Kryptowaluty w krzyżowym ogniu: czy Bitcoin i Ethereum są bezpieczne?

Transparenz: Redaktionell erstellt und geprüft.
Veröffentlicht am

Bezpieczeństwo Bitcoin i Ethereum w centrum uwagi: omówienie ataków 51% i wyzwań stojących przed obiema sieciami.

Die Sicherheit von Bitcoin und Ethereum im Fokus: Diskussion über 51%-Angriffe und die Herausforderungen beider Netzwerke.
Bezpieczeństwo Bitcoin i Ethereum w centrum uwagi: omówienie ataków 51% i wyzwań stojących przed obiema sieciami.

Kryptowaluty w krzyżowym ogniu: czy Bitcoin i Ethereum są bezpieczne?

Debata na temat bezpieczeństwa kryptowalut, zwłaszcza Bitcoina i Ethereum, nabiera tempa. Kluczową kwestią jest podatność tych sieci na ataki 51%, w których atakujący przejmuje kontrolę nad ponad połową sieci. Bitcoin oparty na modelu Proof-of-Work (PoW) może być potencjalnie bardziej podatny na takie tanie ataki ze względu na swoją strukturę. Z kolei Ethereum przeszło na Proof-of-Stake (PoS), co zasadniczo zmieniło architekturę bezpieczeństwa sieci. Głośny it-boltwise.de W Ethereum zainwestowano już ponad 44,8 miliarda dolarów, co sprawia, że ​​atak 51% jest nieatrakcyjny finansowo.

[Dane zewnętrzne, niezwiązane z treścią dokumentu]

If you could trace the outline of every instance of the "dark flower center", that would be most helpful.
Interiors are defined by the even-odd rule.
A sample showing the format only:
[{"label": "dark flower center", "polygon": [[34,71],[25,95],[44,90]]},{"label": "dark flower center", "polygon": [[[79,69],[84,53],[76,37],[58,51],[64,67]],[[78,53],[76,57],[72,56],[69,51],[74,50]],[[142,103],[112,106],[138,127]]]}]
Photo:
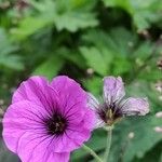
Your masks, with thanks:
[{"label": "dark flower center", "polygon": [[114,104],[107,106],[107,104],[103,104],[102,108],[98,111],[100,119],[108,125],[113,124],[117,120],[122,117],[120,108],[117,108]]},{"label": "dark flower center", "polygon": [[64,134],[68,122],[62,114],[53,114],[46,120],[48,134],[50,135],[60,135]]}]

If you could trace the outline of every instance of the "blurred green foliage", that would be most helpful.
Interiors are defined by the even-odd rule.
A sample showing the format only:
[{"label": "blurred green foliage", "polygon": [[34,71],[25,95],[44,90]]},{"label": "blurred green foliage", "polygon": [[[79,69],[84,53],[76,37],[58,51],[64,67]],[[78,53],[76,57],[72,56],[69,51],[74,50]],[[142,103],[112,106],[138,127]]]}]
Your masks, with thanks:
[{"label": "blurred green foliage", "polygon": [[[151,110],[117,124],[109,162],[160,162],[161,46],[161,0],[0,0],[0,106],[5,109],[13,90],[32,75],[68,75],[96,96],[103,77],[121,76],[127,95],[147,96]],[[87,145],[103,156],[105,140],[105,131],[96,130]],[[17,161],[2,139],[0,161]],[[94,160],[79,149],[71,161]]]}]

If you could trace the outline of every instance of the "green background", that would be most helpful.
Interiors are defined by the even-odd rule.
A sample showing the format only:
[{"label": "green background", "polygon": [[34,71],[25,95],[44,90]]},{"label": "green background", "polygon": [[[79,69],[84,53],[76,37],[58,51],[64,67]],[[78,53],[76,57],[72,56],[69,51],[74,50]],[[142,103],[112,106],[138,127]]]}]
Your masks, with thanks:
[{"label": "green background", "polygon": [[[27,0],[26,0],[27,1]],[[121,76],[127,96],[148,97],[150,113],[122,120],[113,131],[109,162],[162,162],[161,0],[0,0],[0,107],[33,75],[67,75],[96,96],[103,77]],[[0,125],[2,132],[2,125]],[[133,138],[129,134],[134,133]],[[17,162],[0,139],[0,162]],[[87,145],[103,156],[106,132]],[[82,149],[72,162],[94,162]]]}]

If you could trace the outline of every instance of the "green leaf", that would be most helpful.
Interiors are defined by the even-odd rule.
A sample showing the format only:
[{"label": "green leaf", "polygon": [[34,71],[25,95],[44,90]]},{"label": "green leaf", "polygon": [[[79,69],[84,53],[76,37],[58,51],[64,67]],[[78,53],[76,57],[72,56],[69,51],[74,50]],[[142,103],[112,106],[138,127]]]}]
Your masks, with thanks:
[{"label": "green leaf", "polygon": [[[144,30],[150,27],[151,23],[161,22],[162,9],[160,0],[103,0],[106,6],[121,8],[125,10],[133,18],[137,29]],[[159,5],[158,5],[159,4]]]},{"label": "green leaf", "polygon": [[64,66],[64,60],[58,55],[51,56],[48,60],[38,66],[32,75],[44,76],[48,79],[52,80],[55,77],[62,67]]},{"label": "green leaf", "polygon": [[[161,119],[154,116],[131,118],[117,125],[113,132],[110,162],[118,161],[119,158],[124,162],[131,162],[134,157],[143,158],[148,150],[162,140],[162,134],[154,131],[159,125]],[[133,138],[129,138],[130,133],[134,134]]]},{"label": "green leaf", "polygon": [[107,62],[102,53],[96,48],[80,48],[81,54],[85,58],[87,66],[93,68],[100,76],[106,76],[108,72]]},{"label": "green leaf", "polygon": [[26,39],[27,37],[33,35],[35,32],[38,32],[44,27],[48,27],[51,25],[50,18],[44,18],[41,16],[36,17],[25,17],[19,23],[17,28],[12,29],[12,35],[15,39]]},{"label": "green leaf", "polygon": [[0,28],[0,66],[14,70],[23,70],[24,64],[22,57],[14,54],[17,45],[8,37],[6,32]]}]

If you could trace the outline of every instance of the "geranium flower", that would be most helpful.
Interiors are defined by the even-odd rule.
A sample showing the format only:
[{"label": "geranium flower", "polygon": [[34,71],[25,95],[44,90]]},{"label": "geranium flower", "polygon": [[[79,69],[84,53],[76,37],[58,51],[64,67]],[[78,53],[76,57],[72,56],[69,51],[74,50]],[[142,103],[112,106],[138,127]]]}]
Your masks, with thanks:
[{"label": "geranium flower", "polygon": [[96,127],[112,125],[122,117],[145,116],[149,112],[147,98],[123,99],[125,95],[124,83],[120,77],[104,78],[103,103],[99,103],[92,94],[89,94],[89,107],[97,116]]},{"label": "geranium flower", "polygon": [[23,162],[67,162],[87,140],[94,112],[86,93],[68,77],[49,83],[31,77],[13,95],[3,118],[3,139]]}]

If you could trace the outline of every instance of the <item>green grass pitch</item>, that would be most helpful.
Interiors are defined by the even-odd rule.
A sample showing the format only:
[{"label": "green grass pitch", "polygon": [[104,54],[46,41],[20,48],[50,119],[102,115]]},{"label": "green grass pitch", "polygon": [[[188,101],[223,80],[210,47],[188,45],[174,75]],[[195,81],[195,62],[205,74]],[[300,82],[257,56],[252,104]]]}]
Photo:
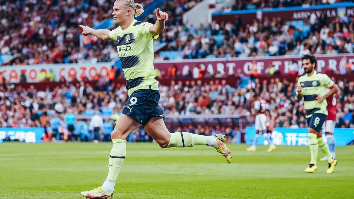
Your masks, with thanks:
[{"label": "green grass pitch", "polygon": [[[229,145],[229,164],[208,147],[162,149],[128,143],[114,198],[353,198],[354,146],[337,147],[338,164],[304,171],[309,147]],[[0,144],[0,198],[84,198],[108,171],[110,143]],[[319,158],[322,157],[319,152]]]}]

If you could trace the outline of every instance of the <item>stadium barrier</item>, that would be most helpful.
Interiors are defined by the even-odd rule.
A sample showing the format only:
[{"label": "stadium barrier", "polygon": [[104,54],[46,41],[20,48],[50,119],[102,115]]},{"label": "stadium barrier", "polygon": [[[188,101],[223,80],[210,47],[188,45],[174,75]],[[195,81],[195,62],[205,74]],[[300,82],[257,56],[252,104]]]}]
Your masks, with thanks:
[{"label": "stadium barrier", "polygon": [[41,143],[44,134],[43,128],[0,128],[0,143],[7,138],[11,141]]},{"label": "stadium barrier", "polygon": [[[308,128],[275,128],[272,132],[272,138],[274,144],[277,145],[308,145],[307,138]],[[249,127],[246,129],[246,143],[252,144],[256,129]],[[345,146],[354,139],[354,129],[336,128],[333,133],[336,139],[336,145]],[[325,136],[324,139],[326,140]],[[267,144],[267,141],[262,136],[260,136],[257,142],[258,144]]]},{"label": "stadium barrier", "polygon": [[308,7],[295,6],[215,12],[212,14],[212,19],[219,24],[222,21],[229,21],[233,23],[237,16],[242,19],[244,28],[245,28],[246,24],[253,23],[253,20],[255,19],[262,19],[267,17],[270,20],[273,17],[281,16],[283,21],[302,20],[309,18],[313,13],[317,18],[320,18],[322,13],[324,13],[327,15],[327,22],[330,23],[337,16],[341,18],[354,16],[354,3],[341,2]]}]

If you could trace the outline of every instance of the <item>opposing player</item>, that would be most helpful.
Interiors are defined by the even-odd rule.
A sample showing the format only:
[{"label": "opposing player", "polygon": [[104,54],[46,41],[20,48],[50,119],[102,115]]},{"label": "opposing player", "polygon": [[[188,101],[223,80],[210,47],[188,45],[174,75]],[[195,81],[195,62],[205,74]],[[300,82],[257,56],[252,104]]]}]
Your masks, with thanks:
[{"label": "opposing player", "polygon": [[158,8],[158,19],[153,24],[134,19],[134,16],[141,14],[143,9],[133,0],[117,0],[113,10],[114,22],[119,25],[114,30],[95,30],[80,26],[83,29],[84,35],[91,34],[106,41],[116,41],[129,98],[111,134],[113,145],[107,178],[102,187],[81,194],[89,198],[113,198],[115,181],[125,158],[126,140],[141,124],[161,147],[210,146],[230,163],[230,152],[222,134],[203,136],[188,132],[171,133],[165,125],[163,110],[158,105],[160,94],[159,84],[155,79],[153,39],[158,38],[164,31],[165,21],[168,19],[167,14]]},{"label": "opposing player", "polygon": [[268,152],[275,149],[275,146],[273,143],[268,133],[266,132],[267,126],[266,126],[267,118],[266,112],[269,109],[269,105],[266,101],[262,99],[259,99],[259,95],[255,94],[253,98],[256,100],[254,102],[254,109],[256,111],[256,121],[255,126],[256,127],[256,135],[253,139],[253,143],[251,147],[246,149],[247,151],[256,151],[256,147],[257,144],[257,141],[259,137],[259,131],[262,132],[263,137],[268,142],[269,148],[267,150]]},{"label": "opposing player", "polygon": [[[314,56],[306,55],[301,59],[302,68],[306,74],[299,78],[296,95],[299,101],[303,98],[304,101],[311,157],[310,165],[305,171],[312,172],[317,169],[317,155],[319,147],[328,158],[327,173],[330,174],[333,172],[337,160],[332,158],[328,145],[323,141],[321,130],[328,114],[327,102],[324,100],[336,93],[338,88],[327,75],[316,72],[317,61]],[[326,94],[327,88],[330,91]]]},{"label": "opposing player", "polygon": [[[329,91],[327,89],[327,92]],[[328,112],[328,115],[326,119],[326,121],[324,124],[325,129],[325,133],[326,138],[327,140],[327,144],[328,145],[332,155],[332,158],[336,158],[336,145],[335,143],[334,137],[333,137],[333,132],[334,128],[336,127],[336,119],[337,116],[337,93],[335,93],[333,95],[331,95],[327,98],[327,111]],[[320,159],[321,161],[325,161],[328,159],[326,156]]]}]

Dla atakujących oznaczałoby to konieczność zdobycia dużych ilości eteru, a jednocześnie konieczność zaakceptowania ryzyka utraty wartości i potencjalnych sankcji. Szacunkowe koszty 51% ataku na Bitcoin wahają się od 8 miliardów dolarów do 10 miliardów dolarów. Istnieją również obawy co do długoterminowego bezpieczeństwa Bitcoina, szczególnie w odniesieniu do malejących wynagrodzeń górników i wyzwań stojących przed Ethereum w obszarach skalowalności i dostępności danych.

Badania dotyczące 51% ataków

Niedawno opublikowane badanie przeprowadzone przez Coin Metrics analizuje podatność obu kryptowalut. Atak 51% teoretycznie pozwala atakującemu manipulować łańcuchem bloków i zapobiegać transakcjom lub je odwracać. W raporcie z 15 lutego 2024 r. stwierdzono, że narody nie mają ekonomicznie opłacalnych opcji ciągłego przeprowadzania takiego ataku. Autorzy Lucas Nuzzi, Kyle Waters i Matias Andrade używają wskaźnika zwanego „całkowitym kosztem ataku” (TCA), aby określić ilościowo koszt ataku i dochodzą do wniosku, że nie ma opłacalnych sposobów ataku na Bitcoin lub Ethereum w ten sposób cointelegraph.com zgłoszone.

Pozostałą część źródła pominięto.